Another unexpected finding was how this energy was released. The authors found that the fruit wall wanted to coil along its length to release tension, but it had a curved cross-section preventing this. “This geometric constraint is also found in a toy called a slap bracelet,” explains Oxford Mathematics's Derek Moulton. In both the toy and the seed pod, the cross-section first has to flatten before the tension is suddenly released by coiling. Unexpectedly, this mechanism relies on a unique cell wall geometry in the seed pod. As Moulton explains, “This wall is shaped like a hinge, which can open,” causing the fruit wall to flatten in cross-section and explosively coil.

According to Hay, their most exciting discovery was the evolutionary novelty of this hinged cell wall.

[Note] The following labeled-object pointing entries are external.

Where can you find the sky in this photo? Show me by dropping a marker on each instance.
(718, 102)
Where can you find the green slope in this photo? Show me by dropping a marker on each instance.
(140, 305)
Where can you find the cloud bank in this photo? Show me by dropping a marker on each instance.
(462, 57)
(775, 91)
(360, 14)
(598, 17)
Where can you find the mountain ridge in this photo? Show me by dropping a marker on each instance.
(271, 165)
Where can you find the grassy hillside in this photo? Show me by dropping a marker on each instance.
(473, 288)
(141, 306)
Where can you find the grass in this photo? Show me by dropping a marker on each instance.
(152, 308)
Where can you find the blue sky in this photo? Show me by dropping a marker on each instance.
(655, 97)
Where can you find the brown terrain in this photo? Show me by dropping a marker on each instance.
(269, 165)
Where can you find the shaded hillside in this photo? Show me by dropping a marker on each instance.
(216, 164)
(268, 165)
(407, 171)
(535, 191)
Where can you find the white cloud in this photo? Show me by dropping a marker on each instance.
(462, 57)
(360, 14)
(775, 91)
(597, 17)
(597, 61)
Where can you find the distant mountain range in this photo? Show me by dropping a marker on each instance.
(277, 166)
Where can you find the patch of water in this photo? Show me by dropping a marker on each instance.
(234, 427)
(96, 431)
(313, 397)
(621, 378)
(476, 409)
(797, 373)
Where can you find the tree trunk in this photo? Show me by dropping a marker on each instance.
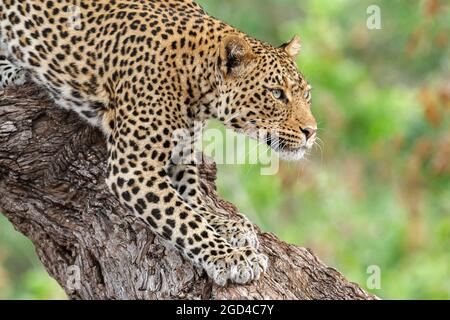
(52, 170)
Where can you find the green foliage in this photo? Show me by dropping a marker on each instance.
(378, 191)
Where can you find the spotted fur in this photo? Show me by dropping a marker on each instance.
(142, 70)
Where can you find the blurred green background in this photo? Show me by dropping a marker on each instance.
(377, 192)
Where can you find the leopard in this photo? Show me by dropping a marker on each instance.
(142, 70)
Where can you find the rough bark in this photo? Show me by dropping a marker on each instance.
(52, 169)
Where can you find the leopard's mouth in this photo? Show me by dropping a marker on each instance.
(286, 148)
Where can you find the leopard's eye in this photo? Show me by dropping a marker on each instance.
(278, 94)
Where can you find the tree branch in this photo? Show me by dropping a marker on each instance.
(52, 170)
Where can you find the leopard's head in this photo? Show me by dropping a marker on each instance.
(264, 95)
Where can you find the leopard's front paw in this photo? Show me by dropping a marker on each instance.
(239, 233)
(239, 266)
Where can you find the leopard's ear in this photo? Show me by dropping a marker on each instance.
(236, 55)
(293, 47)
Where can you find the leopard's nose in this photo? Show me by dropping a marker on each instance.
(309, 132)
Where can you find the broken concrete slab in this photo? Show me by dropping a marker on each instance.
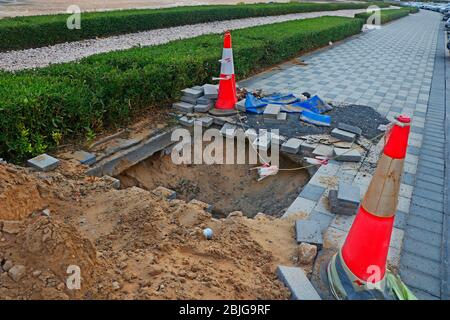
(272, 111)
(202, 108)
(251, 134)
(308, 231)
(348, 193)
(210, 91)
(165, 193)
(186, 121)
(195, 92)
(183, 107)
(43, 162)
(203, 205)
(205, 122)
(84, 157)
(228, 130)
(262, 142)
(308, 147)
(323, 151)
(343, 135)
(241, 105)
(347, 155)
(115, 183)
(349, 128)
(189, 99)
(282, 116)
(336, 208)
(291, 146)
(298, 283)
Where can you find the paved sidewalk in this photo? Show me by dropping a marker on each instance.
(391, 70)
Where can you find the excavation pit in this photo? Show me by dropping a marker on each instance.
(227, 187)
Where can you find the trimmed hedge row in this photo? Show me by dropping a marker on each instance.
(39, 108)
(386, 15)
(37, 31)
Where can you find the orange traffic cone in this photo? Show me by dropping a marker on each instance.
(227, 98)
(358, 271)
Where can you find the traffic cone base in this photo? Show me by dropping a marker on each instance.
(227, 97)
(358, 270)
(344, 285)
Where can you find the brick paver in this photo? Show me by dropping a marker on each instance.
(397, 69)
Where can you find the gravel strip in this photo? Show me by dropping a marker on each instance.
(72, 51)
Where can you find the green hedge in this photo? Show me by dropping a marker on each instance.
(38, 31)
(40, 108)
(386, 15)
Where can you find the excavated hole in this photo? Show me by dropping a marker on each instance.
(227, 187)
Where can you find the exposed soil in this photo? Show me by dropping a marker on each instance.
(130, 243)
(227, 188)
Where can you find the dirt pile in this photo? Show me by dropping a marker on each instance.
(133, 244)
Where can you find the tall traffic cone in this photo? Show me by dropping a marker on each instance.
(358, 270)
(227, 98)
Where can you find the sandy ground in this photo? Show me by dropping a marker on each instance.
(130, 243)
(34, 7)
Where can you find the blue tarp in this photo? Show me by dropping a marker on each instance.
(314, 104)
(315, 118)
(278, 98)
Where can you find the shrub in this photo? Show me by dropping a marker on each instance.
(37, 31)
(75, 99)
(386, 15)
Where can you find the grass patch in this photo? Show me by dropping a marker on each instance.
(37, 31)
(386, 15)
(41, 108)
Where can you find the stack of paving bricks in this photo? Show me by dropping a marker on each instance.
(345, 200)
(197, 99)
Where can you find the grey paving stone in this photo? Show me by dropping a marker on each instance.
(291, 146)
(348, 193)
(408, 178)
(210, 91)
(347, 155)
(84, 157)
(400, 220)
(298, 283)
(435, 188)
(43, 162)
(421, 249)
(307, 147)
(418, 280)
(349, 128)
(202, 108)
(183, 107)
(193, 93)
(427, 203)
(312, 192)
(427, 213)
(272, 111)
(343, 135)
(189, 99)
(308, 231)
(424, 236)
(186, 121)
(323, 150)
(323, 219)
(421, 264)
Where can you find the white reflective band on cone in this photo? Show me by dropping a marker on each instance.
(227, 62)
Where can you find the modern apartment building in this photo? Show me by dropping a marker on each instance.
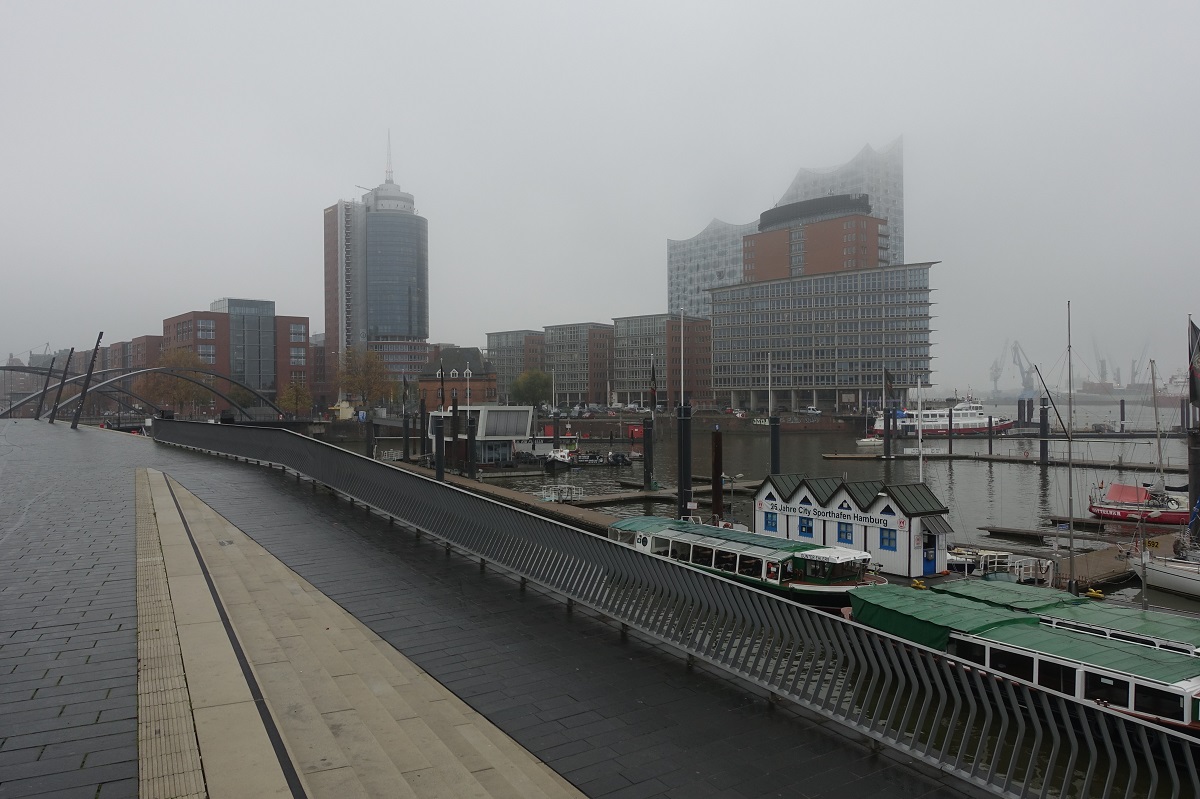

They had evidence from genetics and mathematical modelling that this hinge was needed for explosive pod shatter, “but finding the hinge only in plants with explosive seed dispersal was the smoking gun,” says Hay.

These findings reinforce the description of evolution as a "tinkerer, not an engineer", made by the scientist Francois Jacob. It appears that the sophisticated mechanism of explosive seed dispersal in popping cress evolved via tweaking the shape of already-existing cellular components.

When asked what implications their results will have for other researchers, Smith answered: “It is likely that other processes in plants that were previously attributed to passive shrinkage by drying are in fact active processes, especially in green, hydrated tissues.”

This study is a good example of how the recent trend towards interdisciplinary, collaborative science can lead to a global understanding of the biological and physical mechanisms at play in a complex process. The authors of this Cell paper built up a comprehensive picture of explosive seed dispersal by relating observations at the plant scale all the way down to the cellular and genetic scales, and systematically linking each scale. As Oxford Mathematics's Alain Goriely says, “this approach was only made possible by combining state-of-the-art modelling techniques with biophysical measurements and biological experiments.”

The image above is of a mathematical model explaining the explosive dispersal of seeds from a common garden weed.